İlmî cihetten şu acıklı halle karşılaşıyoruz. Muhtelif milletlerin muhtelif cemiyet kuruluşu, tarih ve kültür şartları altında, hiç şüphesiz her birinin kendine mahsus hususiyetleri ve orijinal kültür tezahürleri vardır. Muhtelif milletler, tarihlerinin ve coğrafyalarının durumuna göre, medeniyet ve kültür seviyesi ve başarısı bakımından muhtelif inkişaf safhalarında bulunuyorlar. Irkçılar bundan derhal büyük neticelere sıçrıyorlar. Zekâ, karakter, mizaç, kavrayış ve sanat kabiliyeti gibi psikolojik hususlarda bazı milletlerin değişmez bir surette ırkan üstün yaratılmış olduklarını büyük bir velvele ile ortaya sürüyorlar. Bunu, ırk psikolojisi sahasında Garp ilminin en son sözü olarak göstermeğe çalışıyorlar. Bu bir yalandır; ilim namına yapıldığı için hem de iğrenç bir yalandır. Bu suretle her şeyden evvel bitaraf, yahut daha doğrusu yalnız hakikat tarafında olması lâzım gelen ilmi kendi sergüzeşt arzularına, hırslarına âlet etmiş oluyorlar.
Irk psikolojisi sahasında yapılmış olan birçok ilmî araştırmaların neticeleri üstün ırklar, aşağı ırklar diye bir tasnife varmaktan çok uzaktır. Bugünün hakikaten ilmi olan ırk psikolojisi henüz gelişme devresindedir. Eski zamanlardan bugüne kadar, hodbin duygularla ileri sürülmüş olan ırk, medhiyelerinin ilmi bir ırk psikolojisi ile hiç bir ilişiği yoktur. Bunun fena ve geciktirici bir tesiri olmuştur. Henüz ilk gelişme devresinde bulunan hakikî ırk psikolojisinin araştırmaları ırk üstünlüğü fikrine varmış olmaktan çok uzaktır, hatta karsılaştığı problemler o kadar karışıktır ki birçok müşkilleri halletmeden bunu ele alabilecek bir durumda değildir.
Bugün dünyada ileri zihniyet, ileri görüş, ileri kuvvetler olduğu gibi irtica da vardır. Her yerde saldırış halinde bulunan kara kuvvetler de vardır. Irkçılar irtica hortlağı ile, kara kuvvetlerle birliktir. Artık mahreci şüpheli bir yabancı malı olan, kara kuvvetlere demagoji yapmak fırsatını veren ırkçılık hakkında bir karar vermeliyiz. Ancak o zaman millî hudutları içinde ileri bir kültür ve medeniyet yaratmak yolundaki başarılarımıza yabancı demagojilerle içimiz bulanmadan daha büyük bir hızla devam edebiliriz.
***
Aşağıdaki satırlarda ırklar arasında yapılan mukayeseli zekâ ölçülerinin verdiği neticeleri anlatmağa çalışacağız. Bunun için önce zenciler, sonra nordik, alpen ve akdenizliler üzerinde yapılan ölçmeleri ele alacağız.

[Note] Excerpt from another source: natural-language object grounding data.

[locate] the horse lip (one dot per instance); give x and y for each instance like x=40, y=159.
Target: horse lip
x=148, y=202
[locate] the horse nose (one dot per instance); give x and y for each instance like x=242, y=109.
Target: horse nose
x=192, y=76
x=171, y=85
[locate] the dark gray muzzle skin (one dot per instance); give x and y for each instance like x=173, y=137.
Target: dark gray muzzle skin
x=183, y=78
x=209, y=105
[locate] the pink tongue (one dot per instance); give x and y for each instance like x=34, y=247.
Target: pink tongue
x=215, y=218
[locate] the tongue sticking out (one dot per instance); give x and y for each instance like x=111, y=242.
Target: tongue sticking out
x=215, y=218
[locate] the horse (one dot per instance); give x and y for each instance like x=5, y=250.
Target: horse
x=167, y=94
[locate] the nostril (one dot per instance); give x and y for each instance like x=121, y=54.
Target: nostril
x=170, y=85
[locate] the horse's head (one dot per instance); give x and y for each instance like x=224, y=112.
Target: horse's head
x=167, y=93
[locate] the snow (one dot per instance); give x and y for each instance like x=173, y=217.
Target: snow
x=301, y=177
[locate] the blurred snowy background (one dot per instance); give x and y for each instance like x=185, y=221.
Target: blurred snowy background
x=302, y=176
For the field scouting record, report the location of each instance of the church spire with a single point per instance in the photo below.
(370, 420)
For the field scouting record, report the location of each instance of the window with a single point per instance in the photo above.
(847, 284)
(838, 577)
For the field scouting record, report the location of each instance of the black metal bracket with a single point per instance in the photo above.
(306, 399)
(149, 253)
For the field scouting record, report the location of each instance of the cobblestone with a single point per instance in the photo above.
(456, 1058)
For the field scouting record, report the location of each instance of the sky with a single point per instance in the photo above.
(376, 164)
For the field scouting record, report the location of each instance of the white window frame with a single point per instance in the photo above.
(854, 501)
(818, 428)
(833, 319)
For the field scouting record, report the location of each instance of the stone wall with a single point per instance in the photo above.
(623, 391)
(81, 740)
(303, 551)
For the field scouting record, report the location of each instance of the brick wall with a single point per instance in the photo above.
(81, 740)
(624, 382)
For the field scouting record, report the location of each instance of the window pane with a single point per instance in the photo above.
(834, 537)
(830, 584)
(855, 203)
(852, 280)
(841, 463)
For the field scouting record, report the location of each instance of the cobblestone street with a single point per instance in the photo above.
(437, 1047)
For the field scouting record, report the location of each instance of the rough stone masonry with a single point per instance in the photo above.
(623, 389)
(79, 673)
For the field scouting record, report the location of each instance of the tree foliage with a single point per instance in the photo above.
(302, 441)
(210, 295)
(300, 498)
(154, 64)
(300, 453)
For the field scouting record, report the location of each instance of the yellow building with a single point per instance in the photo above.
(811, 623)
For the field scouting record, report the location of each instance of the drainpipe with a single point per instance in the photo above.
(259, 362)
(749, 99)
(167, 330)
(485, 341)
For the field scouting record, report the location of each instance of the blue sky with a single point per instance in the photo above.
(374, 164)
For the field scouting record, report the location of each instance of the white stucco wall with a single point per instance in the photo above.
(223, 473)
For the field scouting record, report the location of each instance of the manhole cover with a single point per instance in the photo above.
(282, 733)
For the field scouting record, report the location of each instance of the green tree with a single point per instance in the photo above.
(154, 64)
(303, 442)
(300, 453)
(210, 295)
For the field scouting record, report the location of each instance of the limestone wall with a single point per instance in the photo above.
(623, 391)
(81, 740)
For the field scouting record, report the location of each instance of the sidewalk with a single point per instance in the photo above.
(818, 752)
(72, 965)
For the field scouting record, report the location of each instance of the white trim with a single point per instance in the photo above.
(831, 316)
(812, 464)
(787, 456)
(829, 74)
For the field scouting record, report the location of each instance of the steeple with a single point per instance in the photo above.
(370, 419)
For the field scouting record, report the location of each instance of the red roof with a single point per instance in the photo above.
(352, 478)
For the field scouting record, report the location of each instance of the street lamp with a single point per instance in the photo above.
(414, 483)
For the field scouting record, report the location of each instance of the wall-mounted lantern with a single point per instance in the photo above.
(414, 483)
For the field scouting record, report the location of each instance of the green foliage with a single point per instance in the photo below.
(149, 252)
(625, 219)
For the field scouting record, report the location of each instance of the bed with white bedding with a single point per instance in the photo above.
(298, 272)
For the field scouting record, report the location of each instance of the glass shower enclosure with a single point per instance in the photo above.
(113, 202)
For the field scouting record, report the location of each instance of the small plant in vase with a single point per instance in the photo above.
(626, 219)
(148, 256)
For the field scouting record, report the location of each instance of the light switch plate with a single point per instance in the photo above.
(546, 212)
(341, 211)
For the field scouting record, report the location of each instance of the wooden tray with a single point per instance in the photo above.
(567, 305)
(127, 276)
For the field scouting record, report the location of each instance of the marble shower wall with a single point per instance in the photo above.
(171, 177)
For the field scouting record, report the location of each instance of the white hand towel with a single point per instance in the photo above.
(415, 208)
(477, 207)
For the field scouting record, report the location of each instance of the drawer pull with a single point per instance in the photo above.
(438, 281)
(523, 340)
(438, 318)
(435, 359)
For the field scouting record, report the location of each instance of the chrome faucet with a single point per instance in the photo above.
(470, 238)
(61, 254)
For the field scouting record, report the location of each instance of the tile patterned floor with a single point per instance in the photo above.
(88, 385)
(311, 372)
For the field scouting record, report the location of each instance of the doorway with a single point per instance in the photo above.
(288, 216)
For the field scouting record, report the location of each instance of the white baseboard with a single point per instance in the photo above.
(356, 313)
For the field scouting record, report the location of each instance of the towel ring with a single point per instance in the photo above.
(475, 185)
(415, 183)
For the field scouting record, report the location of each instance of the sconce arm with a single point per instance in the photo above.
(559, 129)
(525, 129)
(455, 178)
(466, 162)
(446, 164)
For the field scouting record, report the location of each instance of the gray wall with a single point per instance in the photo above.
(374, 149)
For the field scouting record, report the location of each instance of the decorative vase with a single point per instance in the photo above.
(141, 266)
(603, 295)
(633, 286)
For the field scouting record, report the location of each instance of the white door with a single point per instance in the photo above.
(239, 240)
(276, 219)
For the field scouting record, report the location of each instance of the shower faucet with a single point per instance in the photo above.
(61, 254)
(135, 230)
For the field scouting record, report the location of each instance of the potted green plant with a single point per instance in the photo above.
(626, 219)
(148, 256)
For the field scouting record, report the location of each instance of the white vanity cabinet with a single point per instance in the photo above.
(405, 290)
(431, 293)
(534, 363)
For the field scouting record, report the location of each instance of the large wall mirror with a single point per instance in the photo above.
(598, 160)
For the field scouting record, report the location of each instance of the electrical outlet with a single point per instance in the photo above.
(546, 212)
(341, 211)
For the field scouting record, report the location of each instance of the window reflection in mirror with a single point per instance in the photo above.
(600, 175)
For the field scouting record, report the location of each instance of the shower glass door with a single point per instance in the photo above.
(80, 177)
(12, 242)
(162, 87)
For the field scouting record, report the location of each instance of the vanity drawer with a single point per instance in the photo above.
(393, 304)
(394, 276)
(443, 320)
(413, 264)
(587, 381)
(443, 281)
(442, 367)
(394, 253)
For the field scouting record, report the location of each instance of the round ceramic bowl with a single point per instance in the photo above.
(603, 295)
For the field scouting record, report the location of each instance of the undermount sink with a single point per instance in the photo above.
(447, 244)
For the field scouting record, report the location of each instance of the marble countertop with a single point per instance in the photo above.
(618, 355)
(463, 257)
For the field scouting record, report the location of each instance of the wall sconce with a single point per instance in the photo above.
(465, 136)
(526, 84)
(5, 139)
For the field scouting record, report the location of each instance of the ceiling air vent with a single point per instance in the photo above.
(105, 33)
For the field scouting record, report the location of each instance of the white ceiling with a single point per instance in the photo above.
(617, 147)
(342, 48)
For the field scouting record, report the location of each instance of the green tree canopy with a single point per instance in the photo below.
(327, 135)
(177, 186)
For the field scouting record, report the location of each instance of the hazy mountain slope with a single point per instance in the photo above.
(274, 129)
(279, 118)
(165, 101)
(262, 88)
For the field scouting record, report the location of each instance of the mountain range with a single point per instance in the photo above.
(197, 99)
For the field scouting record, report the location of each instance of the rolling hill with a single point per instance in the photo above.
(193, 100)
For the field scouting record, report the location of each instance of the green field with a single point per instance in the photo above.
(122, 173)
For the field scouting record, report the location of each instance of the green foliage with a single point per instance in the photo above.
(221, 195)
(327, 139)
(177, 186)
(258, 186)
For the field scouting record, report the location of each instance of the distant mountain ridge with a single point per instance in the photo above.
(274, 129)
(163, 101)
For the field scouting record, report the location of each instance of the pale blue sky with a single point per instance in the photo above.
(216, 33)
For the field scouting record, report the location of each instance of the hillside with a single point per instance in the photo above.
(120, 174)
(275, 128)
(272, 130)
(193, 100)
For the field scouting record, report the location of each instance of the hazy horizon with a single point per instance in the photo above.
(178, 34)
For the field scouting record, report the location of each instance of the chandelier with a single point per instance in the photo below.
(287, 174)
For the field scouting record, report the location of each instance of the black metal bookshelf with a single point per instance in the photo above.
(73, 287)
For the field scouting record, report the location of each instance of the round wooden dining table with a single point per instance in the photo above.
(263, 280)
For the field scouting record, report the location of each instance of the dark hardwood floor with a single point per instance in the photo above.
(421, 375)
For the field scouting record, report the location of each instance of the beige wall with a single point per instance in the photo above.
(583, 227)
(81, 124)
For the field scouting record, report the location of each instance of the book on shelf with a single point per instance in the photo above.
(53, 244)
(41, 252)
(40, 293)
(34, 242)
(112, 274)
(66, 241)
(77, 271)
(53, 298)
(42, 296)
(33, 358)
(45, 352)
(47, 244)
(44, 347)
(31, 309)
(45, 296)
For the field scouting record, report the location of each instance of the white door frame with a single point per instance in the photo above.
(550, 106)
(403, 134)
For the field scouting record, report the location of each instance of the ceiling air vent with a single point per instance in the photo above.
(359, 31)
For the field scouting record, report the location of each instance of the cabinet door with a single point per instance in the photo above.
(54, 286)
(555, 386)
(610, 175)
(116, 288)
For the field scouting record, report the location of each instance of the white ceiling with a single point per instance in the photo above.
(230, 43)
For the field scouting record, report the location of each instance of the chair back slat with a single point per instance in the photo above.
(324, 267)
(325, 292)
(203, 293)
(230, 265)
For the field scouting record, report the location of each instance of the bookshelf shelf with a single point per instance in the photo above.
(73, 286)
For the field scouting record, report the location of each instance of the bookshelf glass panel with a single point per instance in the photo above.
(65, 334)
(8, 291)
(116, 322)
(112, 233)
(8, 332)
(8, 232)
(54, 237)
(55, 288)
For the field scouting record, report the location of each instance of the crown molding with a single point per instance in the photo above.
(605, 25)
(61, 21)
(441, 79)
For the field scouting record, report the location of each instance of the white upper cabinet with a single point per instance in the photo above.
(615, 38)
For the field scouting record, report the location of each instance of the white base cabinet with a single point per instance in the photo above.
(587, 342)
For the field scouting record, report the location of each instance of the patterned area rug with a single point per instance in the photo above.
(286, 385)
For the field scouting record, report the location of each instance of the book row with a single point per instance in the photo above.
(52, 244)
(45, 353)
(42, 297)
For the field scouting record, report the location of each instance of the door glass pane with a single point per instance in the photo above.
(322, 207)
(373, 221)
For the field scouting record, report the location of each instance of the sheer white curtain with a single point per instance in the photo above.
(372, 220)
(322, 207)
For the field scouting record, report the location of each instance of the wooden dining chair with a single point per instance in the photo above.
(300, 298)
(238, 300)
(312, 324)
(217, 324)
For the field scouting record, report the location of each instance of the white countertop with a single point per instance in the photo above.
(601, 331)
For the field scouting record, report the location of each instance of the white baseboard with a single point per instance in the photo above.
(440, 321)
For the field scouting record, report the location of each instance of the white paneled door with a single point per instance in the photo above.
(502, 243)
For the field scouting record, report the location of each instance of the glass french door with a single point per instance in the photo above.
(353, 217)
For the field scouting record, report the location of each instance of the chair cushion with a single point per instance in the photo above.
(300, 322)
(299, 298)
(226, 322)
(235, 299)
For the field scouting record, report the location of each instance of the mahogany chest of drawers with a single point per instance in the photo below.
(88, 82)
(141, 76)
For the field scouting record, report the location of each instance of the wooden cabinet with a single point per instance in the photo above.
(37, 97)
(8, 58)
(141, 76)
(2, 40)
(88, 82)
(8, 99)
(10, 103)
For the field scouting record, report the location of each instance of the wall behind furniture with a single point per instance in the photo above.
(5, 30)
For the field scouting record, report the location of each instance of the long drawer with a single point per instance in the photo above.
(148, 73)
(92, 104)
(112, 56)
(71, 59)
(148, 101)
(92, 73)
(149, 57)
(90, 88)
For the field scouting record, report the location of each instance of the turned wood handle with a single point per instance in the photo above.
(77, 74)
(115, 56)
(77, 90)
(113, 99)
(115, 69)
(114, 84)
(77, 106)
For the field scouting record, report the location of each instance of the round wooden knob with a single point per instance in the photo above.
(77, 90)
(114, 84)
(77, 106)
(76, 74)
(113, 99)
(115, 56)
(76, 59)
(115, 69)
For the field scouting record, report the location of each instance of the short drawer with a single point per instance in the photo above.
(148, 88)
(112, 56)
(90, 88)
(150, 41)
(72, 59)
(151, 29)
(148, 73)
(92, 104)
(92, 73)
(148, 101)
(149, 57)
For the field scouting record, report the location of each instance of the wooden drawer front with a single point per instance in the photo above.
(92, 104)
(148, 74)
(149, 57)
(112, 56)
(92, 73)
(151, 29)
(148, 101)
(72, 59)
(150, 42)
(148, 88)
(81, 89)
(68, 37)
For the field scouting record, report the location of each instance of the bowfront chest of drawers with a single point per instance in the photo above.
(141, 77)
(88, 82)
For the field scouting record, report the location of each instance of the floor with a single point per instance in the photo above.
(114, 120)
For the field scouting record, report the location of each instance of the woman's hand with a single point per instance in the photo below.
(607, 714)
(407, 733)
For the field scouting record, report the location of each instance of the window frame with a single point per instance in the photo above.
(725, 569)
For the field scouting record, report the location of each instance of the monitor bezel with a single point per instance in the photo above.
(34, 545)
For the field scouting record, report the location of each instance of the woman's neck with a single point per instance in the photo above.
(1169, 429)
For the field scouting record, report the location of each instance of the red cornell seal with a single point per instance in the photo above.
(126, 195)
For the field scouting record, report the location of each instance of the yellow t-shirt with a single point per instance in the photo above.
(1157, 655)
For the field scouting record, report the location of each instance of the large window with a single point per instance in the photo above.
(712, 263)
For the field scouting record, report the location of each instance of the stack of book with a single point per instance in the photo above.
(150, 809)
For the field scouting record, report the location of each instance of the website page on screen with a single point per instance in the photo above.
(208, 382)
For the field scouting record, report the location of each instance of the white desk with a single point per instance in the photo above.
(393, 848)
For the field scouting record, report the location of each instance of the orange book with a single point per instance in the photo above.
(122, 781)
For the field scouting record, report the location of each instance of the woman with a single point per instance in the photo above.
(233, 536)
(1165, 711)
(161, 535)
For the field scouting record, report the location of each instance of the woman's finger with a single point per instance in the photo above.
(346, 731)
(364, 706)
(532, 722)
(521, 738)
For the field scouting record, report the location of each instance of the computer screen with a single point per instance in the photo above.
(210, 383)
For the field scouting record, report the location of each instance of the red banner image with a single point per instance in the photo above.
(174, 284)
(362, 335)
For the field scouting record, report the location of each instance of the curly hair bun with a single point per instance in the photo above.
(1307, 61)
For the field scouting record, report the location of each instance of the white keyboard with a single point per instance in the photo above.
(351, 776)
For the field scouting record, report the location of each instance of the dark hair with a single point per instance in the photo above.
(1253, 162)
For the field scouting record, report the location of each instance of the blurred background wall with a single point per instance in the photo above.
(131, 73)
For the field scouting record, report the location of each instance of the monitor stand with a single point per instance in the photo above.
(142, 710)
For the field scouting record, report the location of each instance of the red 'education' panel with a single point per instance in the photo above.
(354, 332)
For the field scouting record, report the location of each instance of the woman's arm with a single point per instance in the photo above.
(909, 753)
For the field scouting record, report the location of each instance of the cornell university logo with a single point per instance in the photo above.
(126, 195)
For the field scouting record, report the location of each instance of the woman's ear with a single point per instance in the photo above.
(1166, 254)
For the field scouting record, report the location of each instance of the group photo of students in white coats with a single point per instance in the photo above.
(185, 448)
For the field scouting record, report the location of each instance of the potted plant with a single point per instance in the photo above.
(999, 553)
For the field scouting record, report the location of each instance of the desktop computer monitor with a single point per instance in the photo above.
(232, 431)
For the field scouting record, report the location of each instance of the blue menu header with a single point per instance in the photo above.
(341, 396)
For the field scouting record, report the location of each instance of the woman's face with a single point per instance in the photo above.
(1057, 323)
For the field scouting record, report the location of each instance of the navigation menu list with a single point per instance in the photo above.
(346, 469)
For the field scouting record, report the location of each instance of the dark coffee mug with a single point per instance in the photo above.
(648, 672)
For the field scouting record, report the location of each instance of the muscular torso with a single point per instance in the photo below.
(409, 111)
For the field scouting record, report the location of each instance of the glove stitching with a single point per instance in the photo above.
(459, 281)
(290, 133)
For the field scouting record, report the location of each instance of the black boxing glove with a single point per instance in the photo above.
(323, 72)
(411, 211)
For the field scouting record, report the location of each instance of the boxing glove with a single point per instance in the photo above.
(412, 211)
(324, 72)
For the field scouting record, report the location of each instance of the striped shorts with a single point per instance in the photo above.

İlk araştırmalarda zekâ testlerinde zenciler beyazlara nisbetle düşük neticeler vermişti. Fakat bundan, bütün zencilerin zekâsının düşük olduğu neticesini çıkarmak doğru değildir. Bir gurup zenci almak, bunların, geldikleri muhite bakmadan, bütün zenciler hakkında bir hükme varmak keyfî bir hareketten başka bir şey olmaz. İlk Cihan Harbinde, Amerikan ordusundaki ruhiyatçılar bile geldikleri muhitlere göre zencilerin farklı zekâ neticeleri verdiklerini kaydetmişlerdir. Amerikan ordusundaki ruhiyatçıların 1917 de elde ettikleri neticelere göre Birleşik Devletlerin şimalinden gelen zencilerin cenuptan gelen zencilere, zekâ itibarile üstün olduğu ve bazı şimal devletlerinden gelen zencilerin cenuptan gelen beyazlara bile üstün bulunduğu meydana çıkmıştır. (Amerikada Birleşik Devletlerde şimal, zencilere karşı daha müsamahakârdır, daha insanca muamele eder; cenupta ise, dahili harpler neticesinde resmen esaretten kurtulmuş olmalarına rağmen, zenciler ekseriya insan yerine konmaz, hemen hemen esir muamelesi görür.)
Son zamanlarda elde edilen hakikatler bu olayları kuvvetlendirmiştir. Umumiyet itibarile şimaldeki zenci çocukları ile cenuptaki zenci çocuklarının zekâ bölümleri arasında, şimalliler lehine, yedi derecelik bir zekâ farkı vardır. Umumiyetle şimaldeki beyazların zekâsı yine şimaldeki zencilerden biraz üstündür, fakat bu her zaman böyle değildir. Nitekim, Kaliforniyada Los Angeles'te zenci ilk mektep çocuklarının zekâsını ölçen Clark bunların ortalama zekâ bölümünü 104,7 olarak tespit etmiştir ki beyazlar için de kabul olunan ortalamanın (ki 100 dür) biraz üstündedir.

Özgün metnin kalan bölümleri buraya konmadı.